By Linda O'Connor
If you're celebrating Arbor Day, then you're thinking about where to plant a tree.
If you live in Nebraska, you know Arbor Day is a state holiday in April--and for a good reason. That’s where the idea to observe a special day to plant trees started with J. Sterling Morton.
When he and his wife moved from Detroit to the Nebraska Territory in 1854, he could see trees were needed to act as windbreaks for people and wildlife on the wind-swept plains.
During his life, the newspaper editor planted many, many trees and encouraged others to do the same. He believed so strongly in planting trees that he proposed a holiday with contests and prizes awarded to individuals or communities planting the most trees.
By the time the first Arbor Day was celebrated in 1874, Nebraska had become a state, and hundreds and hundreds of trees had been planted thanks to J. Sterling Morton’s efforts. Other states observed their own Arbor Days, and in 1970, former President Richard Nixon declared the last Friday in April as the national observance of Arbor Day.

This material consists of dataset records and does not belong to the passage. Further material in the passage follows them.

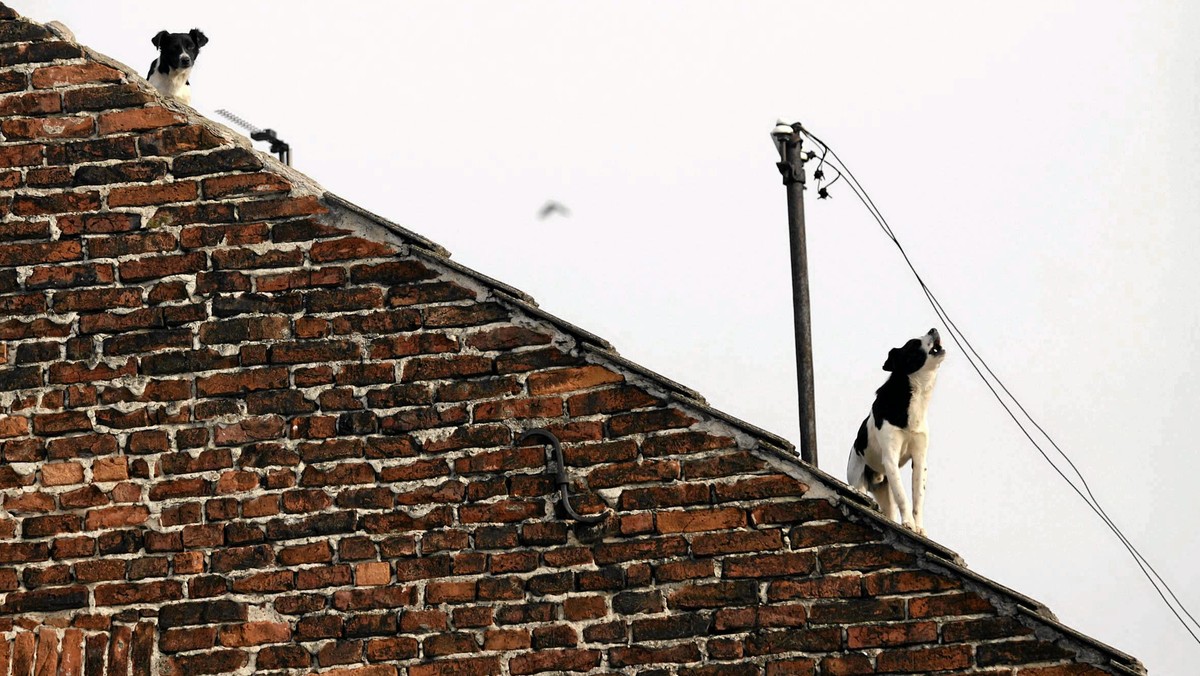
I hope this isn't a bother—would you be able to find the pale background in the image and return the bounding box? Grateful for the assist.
[18,0,1200,675]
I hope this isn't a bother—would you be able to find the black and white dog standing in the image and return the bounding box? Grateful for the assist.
[846,329,946,536]
[146,28,209,104]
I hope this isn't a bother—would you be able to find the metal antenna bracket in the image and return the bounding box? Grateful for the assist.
[517,427,608,524]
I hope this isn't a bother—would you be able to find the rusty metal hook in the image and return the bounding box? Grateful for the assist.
[517,427,607,524]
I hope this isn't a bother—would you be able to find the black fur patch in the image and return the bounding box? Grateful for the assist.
[871,339,929,430]
[146,28,209,77]
[854,418,866,455]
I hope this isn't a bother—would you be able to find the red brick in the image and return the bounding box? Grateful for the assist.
[218,622,292,647]
[656,508,746,533]
[204,173,292,199]
[876,645,971,674]
[509,650,601,676]
[691,531,784,556]
[0,240,83,267]
[908,592,996,618]
[0,116,96,140]
[527,365,625,394]
[308,237,396,263]
[846,622,937,650]
[0,144,42,167]
[0,91,62,118]
[42,462,83,486]
[108,181,198,207]
[98,106,187,136]
[84,504,150,531]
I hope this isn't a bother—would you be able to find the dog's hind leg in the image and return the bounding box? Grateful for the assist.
[880,424,916,531]
[871,481,900,522]
[908,435,929,536]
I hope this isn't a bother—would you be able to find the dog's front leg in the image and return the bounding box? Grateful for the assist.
[880,432,913,528]
[908,433,929,536]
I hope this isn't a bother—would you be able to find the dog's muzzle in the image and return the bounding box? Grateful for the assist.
[929,329,946,357]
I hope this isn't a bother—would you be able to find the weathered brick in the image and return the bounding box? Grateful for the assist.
[97,106,187,136]
[108,181,199,207]
[30,62,125,89]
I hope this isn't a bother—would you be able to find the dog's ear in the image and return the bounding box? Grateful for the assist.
[883,347,900,371]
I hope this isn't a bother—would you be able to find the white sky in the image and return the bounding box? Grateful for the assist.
[10,0,1200,675]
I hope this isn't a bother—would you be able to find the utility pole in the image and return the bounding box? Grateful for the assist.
[770,120,817,467]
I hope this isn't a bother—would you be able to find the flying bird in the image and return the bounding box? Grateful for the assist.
[538,199,571,221]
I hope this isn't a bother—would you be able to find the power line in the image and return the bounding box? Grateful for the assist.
[800,126,1200,644]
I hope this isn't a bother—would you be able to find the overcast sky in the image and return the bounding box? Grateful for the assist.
[18,0,1200,675]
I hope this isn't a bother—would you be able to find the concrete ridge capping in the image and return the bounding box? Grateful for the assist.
[0,5,1146,675]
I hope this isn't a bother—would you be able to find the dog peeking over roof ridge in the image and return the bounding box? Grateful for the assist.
[146,28,209,104]
[846,329,946,536]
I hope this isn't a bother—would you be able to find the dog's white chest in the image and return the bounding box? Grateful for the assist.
[150,68,192,106]
[908,373,937,433]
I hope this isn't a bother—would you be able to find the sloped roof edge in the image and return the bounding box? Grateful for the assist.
[11,9,1146,675]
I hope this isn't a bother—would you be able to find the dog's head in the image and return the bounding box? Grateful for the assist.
[883,329,946,375]
[150,28,209,73]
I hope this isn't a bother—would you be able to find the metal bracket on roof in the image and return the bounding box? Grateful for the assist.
[517,427,608,524]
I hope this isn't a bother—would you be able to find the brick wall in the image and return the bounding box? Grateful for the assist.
[0,6,1142,676]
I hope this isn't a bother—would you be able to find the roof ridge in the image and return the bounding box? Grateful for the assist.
[0,5,1146,674]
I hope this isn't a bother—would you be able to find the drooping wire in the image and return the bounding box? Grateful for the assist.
[800,126,1200,644]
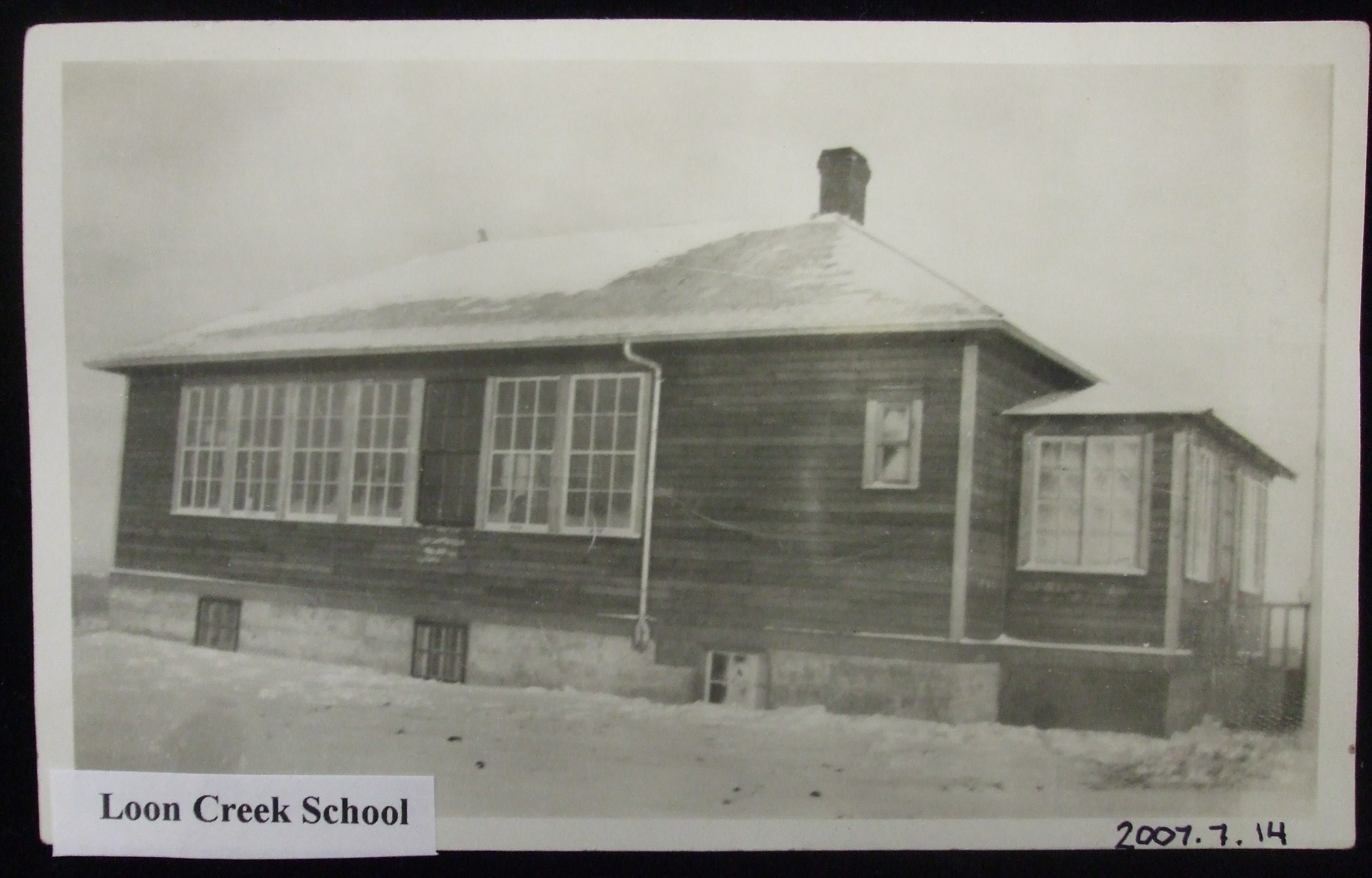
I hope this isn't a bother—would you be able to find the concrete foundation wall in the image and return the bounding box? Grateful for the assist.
[768,650,1000,723]
[110,586,200,644]
[466,623,695,704]
[239,601,414,674]
[1164,668,1210,735]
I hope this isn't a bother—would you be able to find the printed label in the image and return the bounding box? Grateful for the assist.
[52,771,436,859]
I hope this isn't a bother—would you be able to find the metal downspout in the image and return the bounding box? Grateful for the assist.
[624,339,663,652]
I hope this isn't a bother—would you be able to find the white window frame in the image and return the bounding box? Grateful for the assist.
[1018,432,1152,576]
[172,376,424,527]
[1235,469,1268,595]
[172,383,237,516]
[862,389,925,491]
[1186,436,1220,583]
[476,370,653,539]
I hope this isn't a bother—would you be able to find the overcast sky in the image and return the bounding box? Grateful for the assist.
[63,62,1329,597]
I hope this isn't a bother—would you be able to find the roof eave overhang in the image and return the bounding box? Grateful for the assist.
[85,318,1100,384]
[1001,406,1297,480]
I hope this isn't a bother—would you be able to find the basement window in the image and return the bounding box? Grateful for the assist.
[195,598,243,653]
[478,373,650,536]
[410,618,466,683]
[1019,435,1152,573]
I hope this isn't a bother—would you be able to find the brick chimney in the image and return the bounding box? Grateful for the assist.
[819,147,871,222]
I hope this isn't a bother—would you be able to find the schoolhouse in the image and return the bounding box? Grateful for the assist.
[91,148,1294,734]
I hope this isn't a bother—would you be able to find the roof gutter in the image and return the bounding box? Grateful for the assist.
[624,339,663,652]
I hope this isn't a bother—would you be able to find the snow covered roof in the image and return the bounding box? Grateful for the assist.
[91,214,1095,380]
[1001,381,1295,479]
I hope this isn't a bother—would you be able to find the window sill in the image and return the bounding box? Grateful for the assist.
[561,527,639,539]
[1017,564,1148,576]
[172,509,225,519]
[476,521,552,534]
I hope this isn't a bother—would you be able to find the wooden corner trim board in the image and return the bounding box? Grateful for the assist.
[1162,429,1188,649]
[948,343,977,640]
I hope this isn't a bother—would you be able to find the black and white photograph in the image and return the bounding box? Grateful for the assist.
[26,22,1367,848]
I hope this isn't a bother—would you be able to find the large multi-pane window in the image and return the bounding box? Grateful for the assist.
[562,375,642,531]
[486,379,558,530]
[289,381,349,520]
[174,379,421,524]
[1019,435,1150,573]
[478,373,647,536]
[176,387,230,513]
[349,381,414,521]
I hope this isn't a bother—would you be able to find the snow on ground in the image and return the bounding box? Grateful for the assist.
[74,628,1313,817]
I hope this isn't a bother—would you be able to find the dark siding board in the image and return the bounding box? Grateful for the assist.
[416,380,486,527]
[967,336,1071,639]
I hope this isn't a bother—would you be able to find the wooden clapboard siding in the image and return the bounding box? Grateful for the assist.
[116,335,1070,636]
[649,332,962,635]
[966,336,1077,639]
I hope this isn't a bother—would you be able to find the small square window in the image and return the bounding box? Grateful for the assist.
[195,598,243,653]
[410,618,466,683]
[862,394,923,489]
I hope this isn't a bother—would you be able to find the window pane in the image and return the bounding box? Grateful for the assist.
[877,445,910,484]
[881,405,910,445]
[534,417,557,450]
[616,377,638,411]
[572,414,591,451]
[609,491,634,528]
[591,414,615,451]
[538,380,557,415]
[572,379,595,414]
[233,384,285,512]
[565,376,641,530]
[615,414,638,451]
[514,381,538,414]
[1081,436,1142,567]
[567,454,590,491]
[350,381,409,521]
[612,454,634,491]
[495,381,514,414]
[491,414,514,451]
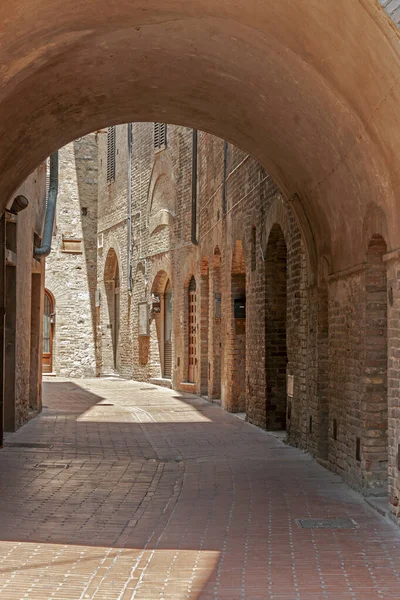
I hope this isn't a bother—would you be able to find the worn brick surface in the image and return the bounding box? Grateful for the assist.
[0,380,400,600]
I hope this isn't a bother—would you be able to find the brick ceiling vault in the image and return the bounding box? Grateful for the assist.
[0,0,400,270]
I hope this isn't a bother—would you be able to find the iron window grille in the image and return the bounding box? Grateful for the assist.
[154,123,167,150]
[107,125,116,183]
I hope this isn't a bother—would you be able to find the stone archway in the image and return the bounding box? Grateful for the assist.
[209,246,223,400]
[227,240,246,412]
[362,234,388,493]
[265,223,288,430]
[103,248,120,372]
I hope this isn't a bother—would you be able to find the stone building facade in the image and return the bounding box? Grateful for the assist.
[0,163,46,435]
[46,138,100,377]
[47,123,400,518]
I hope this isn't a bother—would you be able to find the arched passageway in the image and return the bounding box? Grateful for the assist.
[362,235,388,493]
[209,246,222,399]
[187,276,198,383]
[103,248,120,370]
[265,224,288,430]
[230,240,246,412]
[0,0,400,278]
[150,270,173,380]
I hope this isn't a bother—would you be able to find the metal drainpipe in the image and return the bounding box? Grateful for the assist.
[33,152,58,260]
[192,129,199,245]
[222,140,228,215]
[127,123,132,292]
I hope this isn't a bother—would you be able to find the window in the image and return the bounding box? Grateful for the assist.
[251,226,257,271]
[107,126,116,183]
[154,123,167,150]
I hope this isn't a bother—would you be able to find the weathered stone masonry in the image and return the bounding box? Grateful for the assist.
[47,123,400,524]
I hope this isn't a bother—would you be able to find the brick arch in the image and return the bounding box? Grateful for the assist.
[265,223,290,430]
[228,240,247,412]
[261,194,318,285]
[147,152,176,234]
[362,204,388,254]
[151,270,171,294]
[208,246,223,399]
[149,269,174,379]
[358,233,388,489]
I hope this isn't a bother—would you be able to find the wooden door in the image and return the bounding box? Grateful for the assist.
[112,264,120,368]
[42,290,54,373]
[188,277,197,382]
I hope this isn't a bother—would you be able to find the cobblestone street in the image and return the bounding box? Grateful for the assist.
[0,379,400,600]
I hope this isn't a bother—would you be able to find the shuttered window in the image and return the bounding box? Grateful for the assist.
[107,126,116,183]
[154,123,167,150]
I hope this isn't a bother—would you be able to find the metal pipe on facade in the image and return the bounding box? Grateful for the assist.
[222,141,228,215]
[33,152,58,260]
[192,129,199,245]
[127,123,132,292]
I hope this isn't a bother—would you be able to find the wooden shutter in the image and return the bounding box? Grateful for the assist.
[154,123,167,150]
[107,126,116,183]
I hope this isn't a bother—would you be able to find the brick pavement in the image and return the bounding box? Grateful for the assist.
[0,379,400,600]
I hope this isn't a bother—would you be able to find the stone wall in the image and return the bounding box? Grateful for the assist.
[45,134,100,377]
[4,164,46,431]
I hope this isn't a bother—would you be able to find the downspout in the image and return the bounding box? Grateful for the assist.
[222,141,228,215]
[33,152,58,260]
[127,123,132,292]
[191,129,199,245]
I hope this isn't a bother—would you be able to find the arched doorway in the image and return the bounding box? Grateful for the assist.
[210,246,222,399]
[265,224,288,430]
[112,263,121,368]
[103,248,121,372]
[188,276,197,383]
[42,290,54,373]
[229,240,246,412]
[362,235,388,494]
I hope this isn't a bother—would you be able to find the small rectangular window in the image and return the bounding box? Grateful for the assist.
[107,126,116,183]
[251,226,257,271]
[154,123,167,150]
[356,438,361,462]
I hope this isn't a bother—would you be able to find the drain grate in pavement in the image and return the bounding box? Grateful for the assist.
[35,463,69,469]
[4,442,52,449]
[295,517,357,529]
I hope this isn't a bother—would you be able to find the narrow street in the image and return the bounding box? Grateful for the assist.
[0,379,400,600]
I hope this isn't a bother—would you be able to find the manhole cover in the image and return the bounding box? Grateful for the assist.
[35,463,69,469]
[295,517,357,529]
[4,442,52,448]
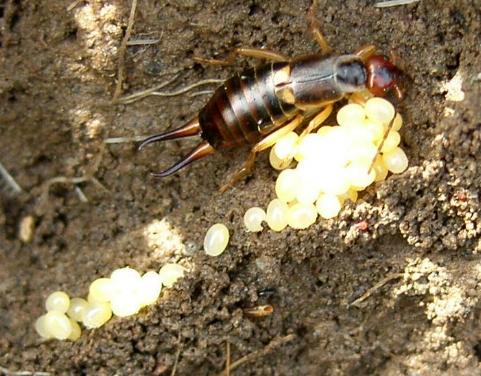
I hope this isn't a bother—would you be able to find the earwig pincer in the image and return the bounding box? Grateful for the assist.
[139,9,403,191]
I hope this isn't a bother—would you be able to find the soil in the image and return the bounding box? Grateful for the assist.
[0,0,481,375]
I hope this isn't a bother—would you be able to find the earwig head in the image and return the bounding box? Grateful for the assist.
[365,55,403,101]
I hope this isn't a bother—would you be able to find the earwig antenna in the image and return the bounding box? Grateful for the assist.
[151,141,215,178]
[138,118,202,151]
[367,107,398,175]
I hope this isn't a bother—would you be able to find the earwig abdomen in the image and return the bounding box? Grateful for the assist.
[287,55,367,109]
[199,62,299,149]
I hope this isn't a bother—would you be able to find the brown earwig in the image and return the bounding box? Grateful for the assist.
[244,304,274,318]
[139,8,403,191]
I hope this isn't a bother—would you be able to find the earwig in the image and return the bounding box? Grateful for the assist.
[139,8,403,191]
[244,304,274,318]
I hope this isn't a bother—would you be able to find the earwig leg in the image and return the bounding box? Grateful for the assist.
[307,0,332,55]
[138,118,202,151]
[219,115,303,193]
[299,104,332,139]
[367,111,397,174]
[234,48,289,61]
[194,48,289,66]
[151,141,215,178]
[354,44,377,60]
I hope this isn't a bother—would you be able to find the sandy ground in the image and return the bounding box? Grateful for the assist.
[0,0,481,375]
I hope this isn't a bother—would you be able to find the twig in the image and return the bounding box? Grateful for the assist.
[170,332,180,376]
[75,185,89,202]
[0,162,23,193]
[348,273,404,307]
[0,366,50,376]
[127,38,160,46]
[112,0,137,102]
[225,340,230,376]
[150,78,225,97]
[218,334,297,376]
[112,72,180,104]
[374,0,419,8]
[67,0,83,12]
[104,136,148,144]
[116,74,225,104]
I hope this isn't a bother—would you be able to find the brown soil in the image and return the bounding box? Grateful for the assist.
[0,0,481,375]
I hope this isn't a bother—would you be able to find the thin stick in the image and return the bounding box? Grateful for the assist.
[75,185,89,203]
[0,366,50,376]
[0,162,23,193]
[112,0,137,102]
[225,340,230,376]
[170,333,180,376]
[349,273,404,307]
[67,0,83,12]
[113,74,180,104]
[127,38,160,46]
[150,78,225,97]
[374,0,419,8]
[104,136,149,144]
[218,334,297,376]
[367,111,397,175]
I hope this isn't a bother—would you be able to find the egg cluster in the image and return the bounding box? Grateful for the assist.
[244,98,408,232]
[35,264,185,341]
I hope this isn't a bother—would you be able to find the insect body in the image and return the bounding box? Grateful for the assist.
[140,19,402,190]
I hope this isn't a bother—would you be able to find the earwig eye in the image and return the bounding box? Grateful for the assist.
[337,61,367,91]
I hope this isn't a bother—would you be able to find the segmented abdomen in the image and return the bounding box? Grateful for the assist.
[199,63,299,149]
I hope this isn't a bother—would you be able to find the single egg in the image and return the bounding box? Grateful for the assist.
[373,156,388,181]
[272,132,299,160]
[266,199,289,231]
[362,120,385,145]
[45,311,72,340]
[269,148,292,170]
[347,162,376,191]
[381,131,401,153]
[35,314,52,339]
[110,291,141,317]
[67,319,82,341]
[296,174,321,205]
[244,209,266,232]
[107,267,141,301]
[159,264,185,288]
[392,112,403,131]
[364,97,396,124]
[316,194,342,219]
[67,298,89,321]
[287,203,317,230]
[317,125,334,136]
[382,147,408,174]
[204,223,229,256]
[295,133,323,161]
[45,291,70,313]
[87,278,114,303]
[110,266,141,286]
[337,189,357,205]
[82,302,112,329]
[275,169,299,202]
[336,103,366,126]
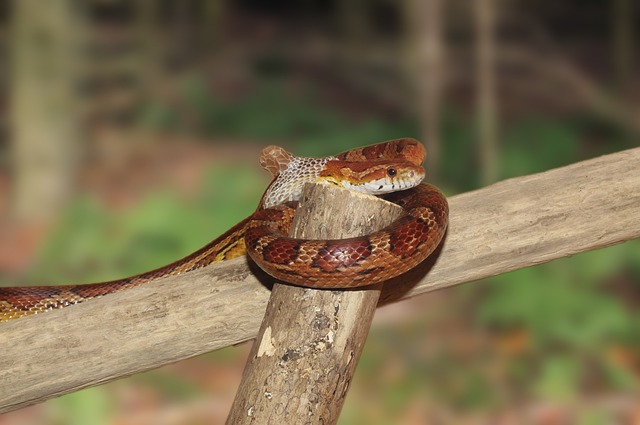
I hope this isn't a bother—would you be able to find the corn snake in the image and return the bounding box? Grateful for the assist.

Depending on where you live, the date for Arbor Day could be different.
Arbor Day observances are now related to the best time to plant a native tree so it can grow and prosper. While many observations are in April, people who live in Louisiana and Florida observe Arbor Day in January, while those in Alabama, Mississippi and Georgia plant trees in February. In other states, Arbor Day is observed in May, November or December because that’s the best time to plant a tree.
Trees not only act as shade, but provide building material and fuel, shelter and food for humans and wildlife. Trees also provide erosion control.
There are a lot of things to think about when you’re deciding what kind of tree to plant.
For example, you might wonder how long a particular kind of tree might live. How big will the tree eventually grow? That means you might need to figure out if your tree would grow too close to a building, sidewalk or road. Would the tree do well during all seasons of the year? Would an icy winter harm it? Do you want to plant a deciduous tree that drops its leaves in fall? Or a coniferous tree that stays green all year? Do you want to plant and space out a hundred or more seedlings for a windbreak?